Plus tôt ce matin-là, nous étions passés par ce qui fut autrefois un vieux village de pêcheurs. Un calme presque total, à part quelques éclaboussures venant de la baie. Tiare nous a montré « Poko Manu Mea » — j’ai sûrement massacré la prononciation — elle a juste souri et m’a dit de ne pas m’inquiéter. Elle nous a expliqué que ces lieux ne sont pas envahis parce que la communauté surveille de près qui y entre, et qu’il faut impérativement acheter son ticket au parc chez Ma’u Henua avant de commencer (j’ai failli oublier le mien, classique). C’est autre chose quand c’est quelqu’un du coin qui vous fait visiter — elle saluait les passants en scooter ou discutait parfois en Rapa Nui.
La surprise, c’était Rano Raraku. Le sol est rugueux sous les pieds, presque craquant avec l’herbe sèche, et il y a des moai inachevés partout — certains à moitié enfouis, comme s’ils dormaient après une longue nuit. Tiare nous a parlé de la « pierre magnétique » mais honnêtement, j’étais plus distrait par les nombreux chevaux sauvages qui se promènent ici. J’ai essayé d’en caresser un, il m’a complètement ignoré.
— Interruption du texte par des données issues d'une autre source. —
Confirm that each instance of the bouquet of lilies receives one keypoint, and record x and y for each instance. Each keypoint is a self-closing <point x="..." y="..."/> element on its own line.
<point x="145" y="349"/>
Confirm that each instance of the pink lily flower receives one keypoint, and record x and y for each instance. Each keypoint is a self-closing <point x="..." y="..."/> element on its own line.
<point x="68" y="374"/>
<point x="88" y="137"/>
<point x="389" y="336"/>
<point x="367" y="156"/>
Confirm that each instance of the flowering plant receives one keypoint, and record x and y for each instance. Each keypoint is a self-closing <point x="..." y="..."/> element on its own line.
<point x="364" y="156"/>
Nous avons terminé à la plage d’Anakena — sable blanc, palmiers (pas originaires, paraît-il), eau plus fraîche qu’elle n’en a l’air mais parfaite après une journée de marche. On s’est assis sur le sable en dégustant une douceur que Tiare avait apportée (je n’ai jamais su son nom), en écoutant l’histoire du roi Hotu Matu’a qui serait arrivé ici il y a des générations. Je repense souvent à cette lumière sur les moai en fin d’après-midi — une sorte d’or paisible qui rendait tout plus doux.
Oui, vous devez acheter votre billet pour le parc national séparément avant la visite ; il n’est pas inclus dans le prix.
Aucune mention claire du transfert depuis l’hôtel n’est donnée ; les détails du point de rendez-vous sont envoyés par WhatsApp avant la visite.
Le tour comprend Ahu Tongariki, la carrière de Rano Raraku, la plage d’Anakena (Hanga Rau o Te Ariki), un ancien village de pêcheurs, et plusieurs plateformes de moai.
Le déjeuner n’est pas inclus ; cependant, les guides peuvent apporter des encas ou des petites gourmandises.
Un niveau de forme modéré est recommandé ; ce n’est pas conseillé aux personnes avec des problèmes de dos ou de santé cardiovasculaire.
Les bébés sont acceptés ; ils peuvent être en poussette ou sur les genoux d’un adulte pendant les déplacements.
Cette visite n’est pas recommandée aux femmes enceintes en raison des efforts physiques et du terrain.
Votre expérience comprend l’entrée guidée à tous les sites majeurs comme Ahu Tongariki et Rano Raraku (pensez à acheter votre billet de parc à l’avance), ainsi que des histoires locales tout au long de la journée. Avant le départ, vous recevrez par WhatsApp toutes les infos sur l’itinéraire, y compris la plage d’Anakena où vous pourrez nager ou simplement vous détendre avant le retour.